Archive for December, 2008

Make Your Own Digital Newspaper

December 23rd, 2008 by hakia Team

Before entering the holidays, one may wish that the news we get everyday were somehow customized to our interests. For example, “I am not really interested in Baseball, or I like Jazz news to appear in my first glance view, or I need to monitor emerging progress about synthetic insulin, or…” People can have variety of first-grade interests, but they have to collect these information from different places everyday, or through clicking bunch of links. Why not have my own newspaper where every column is about my selected interest, laid out in the way I want?

We built my.hakia.com, which does exactly what is described above. A screenshot is shown below.

myhakia1

The screenshot above tells the whole story except one important differentiator.

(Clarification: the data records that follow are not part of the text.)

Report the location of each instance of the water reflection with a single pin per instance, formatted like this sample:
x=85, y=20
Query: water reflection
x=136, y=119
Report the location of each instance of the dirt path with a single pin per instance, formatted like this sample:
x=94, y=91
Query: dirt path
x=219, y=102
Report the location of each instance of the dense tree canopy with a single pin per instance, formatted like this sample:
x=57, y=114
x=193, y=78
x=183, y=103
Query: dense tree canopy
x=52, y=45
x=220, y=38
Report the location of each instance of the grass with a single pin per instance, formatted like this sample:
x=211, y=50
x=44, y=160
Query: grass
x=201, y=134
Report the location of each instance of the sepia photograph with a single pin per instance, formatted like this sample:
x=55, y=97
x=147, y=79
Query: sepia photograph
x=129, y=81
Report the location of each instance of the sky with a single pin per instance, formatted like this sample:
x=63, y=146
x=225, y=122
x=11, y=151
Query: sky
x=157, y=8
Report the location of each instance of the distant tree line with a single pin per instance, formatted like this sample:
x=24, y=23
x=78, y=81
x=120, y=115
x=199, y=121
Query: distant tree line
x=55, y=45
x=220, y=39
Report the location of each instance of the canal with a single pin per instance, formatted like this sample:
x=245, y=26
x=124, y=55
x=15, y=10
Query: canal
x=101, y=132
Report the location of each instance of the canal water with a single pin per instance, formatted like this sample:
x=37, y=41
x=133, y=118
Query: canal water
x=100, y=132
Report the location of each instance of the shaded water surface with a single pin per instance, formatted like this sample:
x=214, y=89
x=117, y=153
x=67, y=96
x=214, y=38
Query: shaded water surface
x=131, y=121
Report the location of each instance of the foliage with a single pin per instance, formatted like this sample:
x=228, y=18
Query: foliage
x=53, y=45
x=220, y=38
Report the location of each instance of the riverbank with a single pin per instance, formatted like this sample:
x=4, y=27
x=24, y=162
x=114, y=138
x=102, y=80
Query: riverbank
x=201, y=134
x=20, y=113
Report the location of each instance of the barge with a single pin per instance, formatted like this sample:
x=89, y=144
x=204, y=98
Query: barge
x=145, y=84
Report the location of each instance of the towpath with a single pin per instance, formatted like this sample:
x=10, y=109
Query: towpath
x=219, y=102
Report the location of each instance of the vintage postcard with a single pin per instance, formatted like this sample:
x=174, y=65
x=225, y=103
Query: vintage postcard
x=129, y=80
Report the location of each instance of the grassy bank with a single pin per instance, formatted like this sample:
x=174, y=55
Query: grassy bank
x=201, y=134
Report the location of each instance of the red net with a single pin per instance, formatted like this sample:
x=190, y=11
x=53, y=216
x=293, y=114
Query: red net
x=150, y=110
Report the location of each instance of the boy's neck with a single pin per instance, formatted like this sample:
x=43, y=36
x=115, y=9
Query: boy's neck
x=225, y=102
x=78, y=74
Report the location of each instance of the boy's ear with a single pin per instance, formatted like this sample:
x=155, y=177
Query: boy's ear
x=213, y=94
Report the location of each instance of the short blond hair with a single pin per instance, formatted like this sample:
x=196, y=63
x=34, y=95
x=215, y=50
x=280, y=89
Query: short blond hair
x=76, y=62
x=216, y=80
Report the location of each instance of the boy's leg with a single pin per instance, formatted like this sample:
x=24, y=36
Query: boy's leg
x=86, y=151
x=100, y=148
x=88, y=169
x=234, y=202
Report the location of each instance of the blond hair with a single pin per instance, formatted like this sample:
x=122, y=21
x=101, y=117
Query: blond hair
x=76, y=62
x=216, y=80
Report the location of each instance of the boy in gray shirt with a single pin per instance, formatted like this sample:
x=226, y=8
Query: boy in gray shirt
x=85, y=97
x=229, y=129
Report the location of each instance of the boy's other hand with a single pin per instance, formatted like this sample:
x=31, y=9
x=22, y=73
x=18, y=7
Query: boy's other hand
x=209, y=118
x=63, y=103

Semantic technology of hakia allows high-level of precision compared to any other similar platform. This enables the user to park highly specific questions against the emerging news. Therefore, my.hakia.com can be considered as “intelligence gathering dashboard”. Let us tell you how.

If you search Google news for Obama’s strategy for the new team, you will see that the results are mostly irrelevant. Try to create a Google alert for this query and see the results for yourself on a continuous basis.

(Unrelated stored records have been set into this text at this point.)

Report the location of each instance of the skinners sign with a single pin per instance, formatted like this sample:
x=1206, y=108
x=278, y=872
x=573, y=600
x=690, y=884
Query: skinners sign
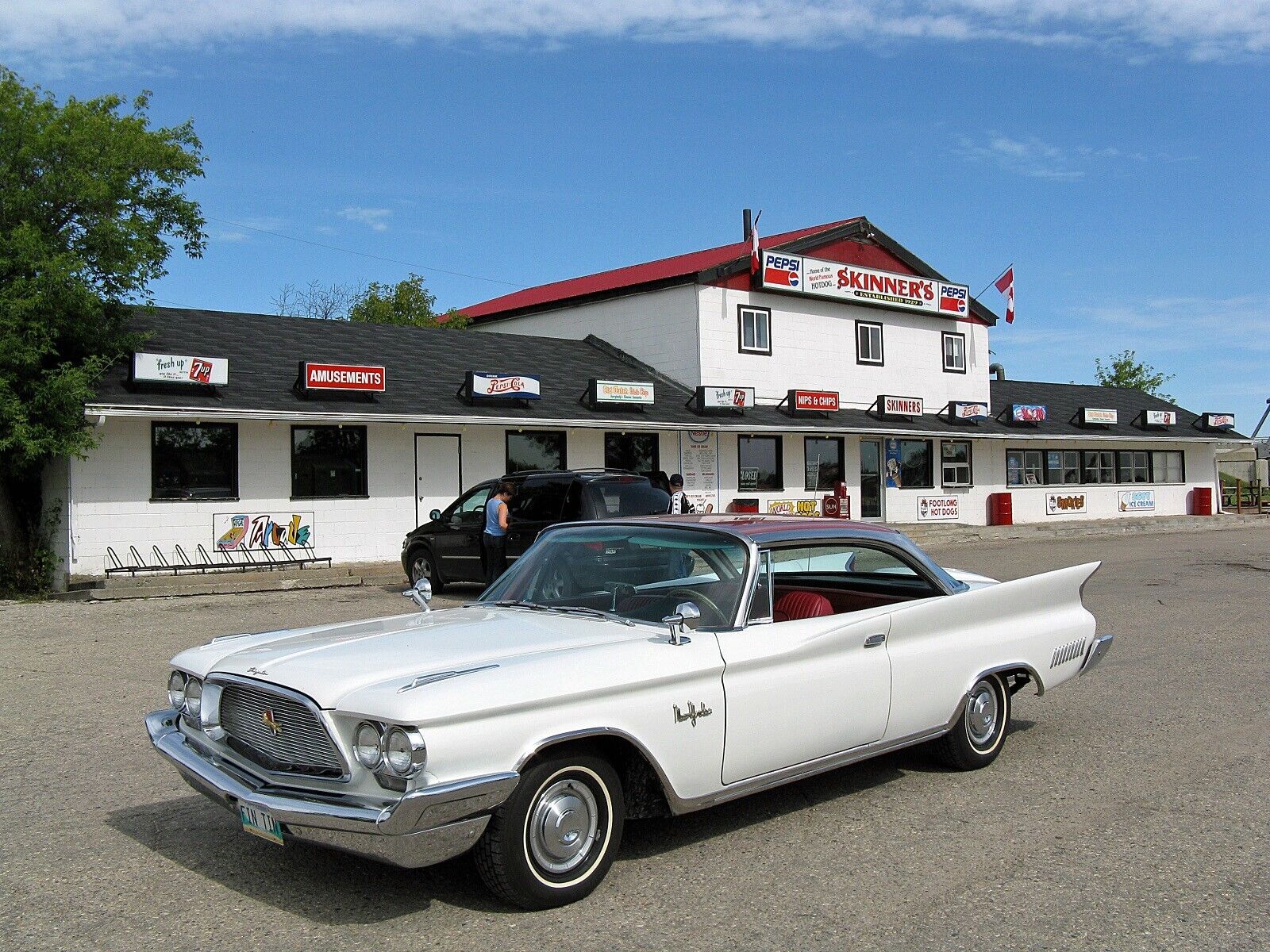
x=899, y=406
x=343, y=376
x=521, y=386
x=814, y=400
x=867, y=286
x=939, y=508
x=611, y=391
x=171, y=368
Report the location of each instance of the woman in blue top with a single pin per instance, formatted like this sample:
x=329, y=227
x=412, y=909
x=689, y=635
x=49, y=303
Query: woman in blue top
x=495, y=532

The same search at hakia for Obama’s strategy for the new team produces dead-on results. This is because semantic technology does not need “link referrals” to pull relevant results unlike Google-esque search engines. For dynamic content like news, there is no time to collect “Link-referral” statistics and that is why Google-esque search engines fail beyond simple triggers. Try the same query at Yahoo, it displays the same confusion.

This fundamental differentiation is a valuable asset for my.hakia.com users because they will be getting precise results for specific interests that they cannot get it anywhere else. Some ideal cases are outlined below;

- Monitor your business competitors
- Get information on latest progress in the treatment of diseases
- Keep an eye on your favorite artists by activity (like album releases)
- Stay in touch with particular economic developments (such as in real estate in your city)

Try my.hakia.com, and tell us if we have met your expectations.

Happy holidays

Scalability of Semantic Search on the Web

December 4th, 2008 by Dr. Riza C Berkan, CEO

racecarLet’s start with an analogy.

If you ever had a flat tire, you would know what it takes to change the tire. Using the standard equipment available in the trunk of any car, changing a flat tire would take anywhere from 15 minutes to 30 minutes. Doing the job requires minimum knowledge.

In Formula races, the time required for changing a tire would be under 8 seconds. It requires high-tech equipment engineered specifically for this task, and trained professionals to do it fast.

The difference between any semantic technology versus the one that will become a Web search engine is very much like changing a flat tire of any car versus a race car in Formula-1.

Powerset’s limited coverage (Wikipedia only) was a recent example that helped awareness of the scalability issue in the eyes of technology savvy readers. Without overcoming the scalability challenge, a semantic technology cannot become a Web application, nor can it become a solution in enterprises handling vast amounts of documents.

Compared to conventional indexing search engines (with popularity flavor), a semantic search engine comes with the burden of extra load. This is true because semantic algorithms do much more than what the indexing search engines do both at the back-end and on the fly. The extra load is comprised of concept maps (ontology) and lexicon that are necessary to analyze Web pages as well as the incoming queries.

Consequently, if you have an indexing search engine, it becomes a nightmare to add the extra “semantic” load on top of indexing. This is the basic reason why the conventional search engines like Google cannot be easily converted into semantic search engines unless the entire infra-structure is redesigned from bottom up.

At hakia, we have engineered a solution to diminish the extra “semantic” load by re-inventing the indexing operation that is suitable for semantic operations. It is called QDEXing, which stands for “query detection and extraction.”

QDEX is not a table of words versus document IDs, rather it is a table of extracted queries (word sequences) versus paragraph IDs. It can also be viewed as the decomposition of text into its most meaningful knowledge sequences. Once such a decomposition is done with accuracy, there is no need for a table like index, and no need for taking intersections. The extra load evaporates via direct access gateways.

Extracting query sequences from a typical Web page (500 words) is the key component in QDEXing. Normally, there could be up to 1000 query sequences extracted from a Web page that make sense by human inspection. However, the permutation space with 500 words is huge, and there could be billion possibilities of creating sequences. The challenge is finding the 1000 out of billion by a computer algorithm that makes sense. That is where the semantic technology is heavily used.

QDEXing is also the basis of identifying meaningful keywords for advertising applications as I explained in the previous blog article.

The scalability issue does not stop with solutions to the back-end. Analyzing the incoming query on the fly, and ranking the retrieved paragraphs from the QDEX are the second challenge. We have developed the SemanticRank algorithm just for this purpose, but I will talk about this in another blog post.

Our scalable solution enabled us to QDEX credible Web pages as you would see in our search results in a separate column. The document coverage of our QDEXing operation is increasing with favorable speed while hakia can handle queries within 1 second average response time.